Un Amor – first-look review

In the process of watching the new film by prolific Spanish director Isabel Coixet, a couple of big, philosophical heavy-hitters sprang to mind, most notably Lars Von Trier’s Dogville and Sam Peckinpah’s Straw Dogs. These films – both radical, bible-black explorations of small-town menace transforming into violence – sadly tower above the mostly-wretched Un Amor, which borrows some of their key notions while filtering everything through a lens of a cheap romance novel sentimentality.

Laia Costa invests herself admirably in the lead role of Nat, a depressed city girl and one-time translator for stranded refugees who has had enough of that life and is now dialling back both her professional duties and her financial outgoings. Her new, less traumatising job allows her to live peacefully in a tumbledown shack in a rural village where everyone knows your name AND, it transpires, your sexual activities.

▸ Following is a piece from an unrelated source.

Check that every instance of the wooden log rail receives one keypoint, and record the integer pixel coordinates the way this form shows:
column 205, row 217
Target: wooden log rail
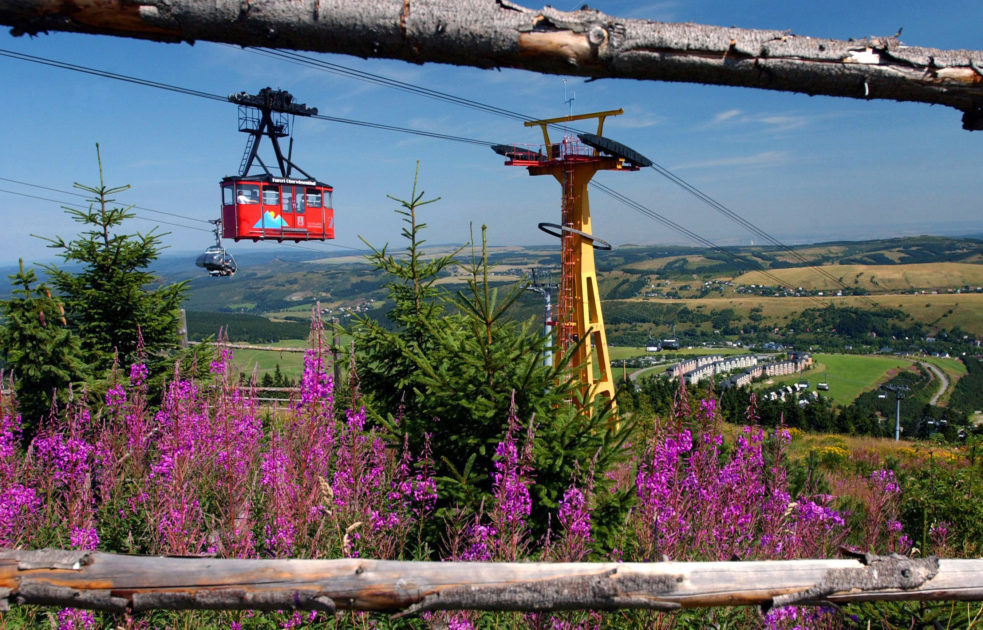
column 121, row 583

She doesn’t try too hard to settle in and endear herself to the locals, even if slimey guttersnipe and stained-glass windows maker Pieter (Hugo Silva) does his passive-aggressive best to make her feel welcome. Nat is gifted a dog (a clunking metaphorical device) by her landlord who she names Surly due to its brooding nature. It’s only when she sees that her dream of a rural idyll might come to a swift end due to the endless and expensive repairs required on the properyy that she meets growling man-bear Andreas (aka The German) played by Hovik Keuchkerian. In bracingly straight-talking style, he offers his services as a builder and repairman in exchange for sex.

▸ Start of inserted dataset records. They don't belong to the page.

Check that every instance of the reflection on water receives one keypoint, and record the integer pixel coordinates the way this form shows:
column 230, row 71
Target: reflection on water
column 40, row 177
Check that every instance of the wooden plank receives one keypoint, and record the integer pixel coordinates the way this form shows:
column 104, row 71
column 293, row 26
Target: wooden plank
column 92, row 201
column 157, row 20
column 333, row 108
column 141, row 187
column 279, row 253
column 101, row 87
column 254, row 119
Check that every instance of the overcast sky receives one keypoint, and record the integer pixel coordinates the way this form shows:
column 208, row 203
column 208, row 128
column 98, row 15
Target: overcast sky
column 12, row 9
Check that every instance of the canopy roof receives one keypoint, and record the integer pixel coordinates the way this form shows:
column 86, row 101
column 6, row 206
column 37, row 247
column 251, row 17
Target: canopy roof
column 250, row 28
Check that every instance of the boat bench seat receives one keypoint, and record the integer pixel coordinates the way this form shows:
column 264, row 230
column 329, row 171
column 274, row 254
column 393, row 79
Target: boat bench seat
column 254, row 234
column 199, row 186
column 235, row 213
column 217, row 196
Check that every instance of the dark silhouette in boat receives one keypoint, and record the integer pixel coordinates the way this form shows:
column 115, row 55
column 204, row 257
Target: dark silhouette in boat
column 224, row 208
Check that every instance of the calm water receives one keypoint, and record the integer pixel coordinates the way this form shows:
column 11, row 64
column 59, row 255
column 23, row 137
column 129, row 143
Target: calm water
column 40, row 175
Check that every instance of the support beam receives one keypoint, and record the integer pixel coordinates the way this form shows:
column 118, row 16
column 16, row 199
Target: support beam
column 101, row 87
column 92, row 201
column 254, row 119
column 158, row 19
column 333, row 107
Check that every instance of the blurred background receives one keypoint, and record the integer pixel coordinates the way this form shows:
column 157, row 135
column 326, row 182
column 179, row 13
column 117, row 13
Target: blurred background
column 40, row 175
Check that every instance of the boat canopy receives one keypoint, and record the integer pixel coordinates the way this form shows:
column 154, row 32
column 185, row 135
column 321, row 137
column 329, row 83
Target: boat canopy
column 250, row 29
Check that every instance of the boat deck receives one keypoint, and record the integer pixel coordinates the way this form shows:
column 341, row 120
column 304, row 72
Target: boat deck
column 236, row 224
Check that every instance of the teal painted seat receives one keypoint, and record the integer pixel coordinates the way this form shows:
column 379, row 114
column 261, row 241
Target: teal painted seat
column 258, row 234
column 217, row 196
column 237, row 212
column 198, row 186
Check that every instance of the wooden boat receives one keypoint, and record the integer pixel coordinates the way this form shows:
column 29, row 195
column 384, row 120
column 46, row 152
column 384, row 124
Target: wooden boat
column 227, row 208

Initially Nat bridals, but, for reasons that are never entirely clear, she then has a change of heart. From this point the film meanders back and forth between steamy trysts, grumpy dogs, nosy neighbours and our heroine’s wavering sense of self worth. The story is all over the place, and just when we’re about to deal with one issue, another one is thrown into the mix. The use of countrified archetypes makes the narrative surprises somewhat thin on the ground, and on the final straight Coixet leans in for some very corny scenes of high emotion that she milks for all they’re worth.

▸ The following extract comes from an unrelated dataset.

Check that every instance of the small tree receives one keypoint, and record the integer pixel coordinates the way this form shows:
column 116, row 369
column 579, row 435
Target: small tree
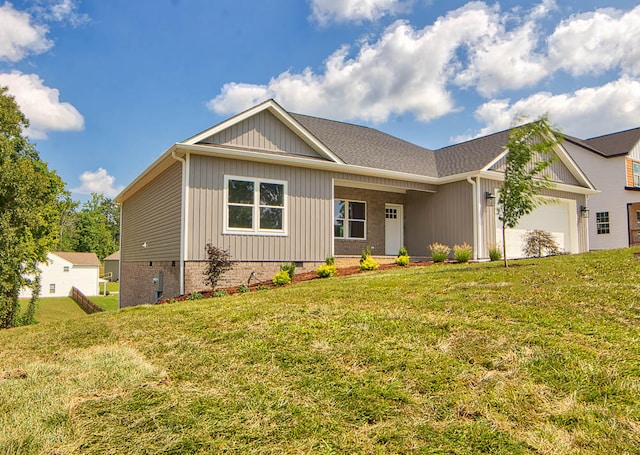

There are certainly some interesting, counterintuitive ideas in the film, namely the character of Andreas who doesn’t end up being the man we think he’s going to be. And Nat, too, is chided for thinking she can turn her back on the responsibilities of her job, narcissistically offloading the trauma of her subjects onto herself. Yet as the slightly embarrassing final scene of the film rolls around, all good will flies out the window.